You can of course simplify the above steps by adding SPARK_HOME
to your env and adding $SPARK_HOME/sbin
to your
path, which thus avoids having to change directories. The log files in ./logs
are useful to tail as well.
The Spark master GUI is at http://localhost:8080. You can use this to view details about jobs running in the cluster.

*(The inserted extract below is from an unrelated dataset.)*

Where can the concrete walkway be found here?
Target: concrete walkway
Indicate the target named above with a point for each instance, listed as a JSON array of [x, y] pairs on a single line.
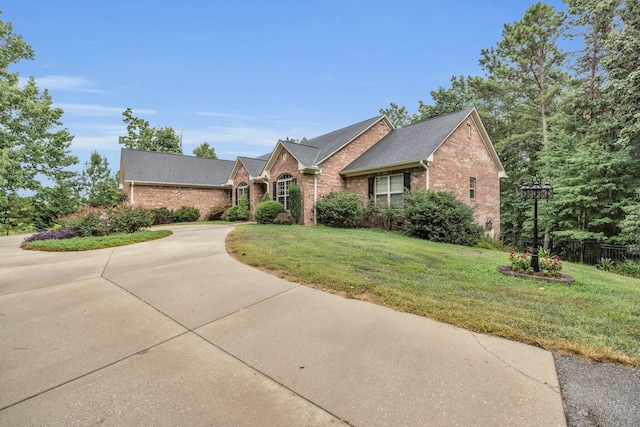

Now that you have a Spark cluster running, you just need to tell PySpark to connect to it:
pyspark --master spark://NYWHYC3G0W:7077 --jars build/libs/marklogic-spark-connector-2.4-SNAPSHOT.jar
You can then run the same commands as shown in the PySpark section above. The Spark master GUI will allow you to examine details of each of the commands that you run.
The above approach is ultimately a sanity check to ensure that the connector works properly with a separate cluster process.
Once you have the above Spark cluster running, you can test out spark-submit which enables submitting a program and an optional set of jars to a Spark cluster for execution.
You will need the connector jar available, so run ./gradlew clean shadowJar
if you have not already.
You can then run a test Python program in this repository via the following (again, change the master address as
needed); note that you run this outside of PySpark, and spark-submit
is available after having installed PySpark:
spark-submit --master spark://NYWHYC3G0W:7077 --jars build/libs/marklogic-spark-connector-2.4-SNAPSHOT.jar src/test/python/test_program.py
You can also test a Java program. To do so, first move the com.marklogic.spark.TestProgram
class from src/test/java
to src/main/java
. Then run ./gradlew clean shadowJar
to rebuild the connector jar. Then run the following:
spark-submit --master spark://NYWHYC3G0W:7077 --class com.marklogic.spark.TestProgram build/libs/marklogic-spark-connector-2.4-SNAPSHOT.jar
Be sure to move TestProgram
back to src/test/java
when you are done.
See the section with the same name in the MarkLogic Koop contributing guide.
If you are looking to test the examples in the documentation, please be sure to follow the instructions in the "Getting Started" guide. That involves creating an application in MarkLogic that has an app server listening on port 8003. You will use that app server instead of the test-app server on port 8016.